Marie Ange Daudé, Une artiste à nu – tome 5

Marie Ange Daudé, Une artiste à nu – tome 5

Marie-Ange Daudé résume toute l’ambiguïté et l’enjeu de la photographie de nu et du paysage. Ces mises en lieux obligent au voyeur un double regard par la fascination de deux sujets : le décor et le corps féminin nu.
Dans ces prises de la femme en son intimité, la photographe use de cette feinte pour laisser apparaître une autre monstration là où chaque lieu prend un sens. Dès lors, sous la transgression se cache non une régression du paysage mais sa subversion bien au-delà de son habituel cliché.

Marie-Ange Daudé y interroge de simples ruines ou friches industrielles jusqu’à des ouverture de l’horizon. Le corps chaque fois délivre un indice mais sans se réduire à un concept. Il devient opérateur presque malgré ou à cause de lui. Au regardeur de faire travailler son imaginaire sous un double angle.

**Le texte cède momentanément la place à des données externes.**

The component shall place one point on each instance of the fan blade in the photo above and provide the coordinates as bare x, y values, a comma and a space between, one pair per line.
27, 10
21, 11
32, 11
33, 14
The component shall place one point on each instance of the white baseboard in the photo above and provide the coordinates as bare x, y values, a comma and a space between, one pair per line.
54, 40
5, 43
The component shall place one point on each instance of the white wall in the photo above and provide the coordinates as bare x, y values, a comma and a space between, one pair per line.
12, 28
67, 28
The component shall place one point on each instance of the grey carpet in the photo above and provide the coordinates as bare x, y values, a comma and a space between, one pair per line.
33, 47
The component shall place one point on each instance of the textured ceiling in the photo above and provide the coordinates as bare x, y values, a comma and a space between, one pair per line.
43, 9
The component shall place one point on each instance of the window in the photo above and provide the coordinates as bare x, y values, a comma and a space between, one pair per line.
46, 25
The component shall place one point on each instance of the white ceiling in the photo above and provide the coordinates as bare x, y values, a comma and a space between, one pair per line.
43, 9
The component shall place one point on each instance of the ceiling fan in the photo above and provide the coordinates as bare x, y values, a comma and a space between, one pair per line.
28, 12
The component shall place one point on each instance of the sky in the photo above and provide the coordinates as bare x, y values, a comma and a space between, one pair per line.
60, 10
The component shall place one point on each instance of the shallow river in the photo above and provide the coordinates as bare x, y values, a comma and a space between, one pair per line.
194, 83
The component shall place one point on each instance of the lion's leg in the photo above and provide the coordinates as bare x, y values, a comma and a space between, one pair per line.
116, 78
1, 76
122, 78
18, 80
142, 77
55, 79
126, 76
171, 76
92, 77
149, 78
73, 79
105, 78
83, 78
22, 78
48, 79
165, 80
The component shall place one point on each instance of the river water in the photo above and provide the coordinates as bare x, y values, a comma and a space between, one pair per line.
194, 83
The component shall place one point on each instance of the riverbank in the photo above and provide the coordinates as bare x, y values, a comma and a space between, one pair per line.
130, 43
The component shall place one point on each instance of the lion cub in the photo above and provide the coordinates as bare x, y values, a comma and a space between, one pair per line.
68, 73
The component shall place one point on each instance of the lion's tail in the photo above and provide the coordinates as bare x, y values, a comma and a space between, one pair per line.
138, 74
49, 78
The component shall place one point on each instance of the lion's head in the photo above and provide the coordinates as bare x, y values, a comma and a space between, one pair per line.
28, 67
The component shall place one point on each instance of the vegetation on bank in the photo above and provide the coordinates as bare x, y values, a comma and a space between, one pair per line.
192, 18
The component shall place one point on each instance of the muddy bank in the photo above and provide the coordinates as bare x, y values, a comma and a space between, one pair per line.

Et cette contrainte devient astucieuse (et parfois ironique) là où toute prise s’érige en une cérémonie qui transforme les notions d’objet et de chose.

La beauté de la forme nue permet de souligner d’autres formes idéales ou non. Tel un totem ou une biffure, le corps devient l’embrayeur du lieu où il prend ainsi un autre regard pour y travailler les images, offrir d’autres courbures sans se promener près du corps mais dans le paysage où le jeu du lointain du corps crée une proximité de la hantise des lieux.
Bref, « l’artiste à nu » transgresse le visible, touche à notre plaisir, à notre jouissance mais, en conséquence, aussi à nos possibilités d’angoisse puisque le paysage est interpellé dans une sorte de décalage de son esthétique par celle de la photographe.

Marie Ange Daudé, Une artiste à nu – tome 5, 2026 – 45,00 €.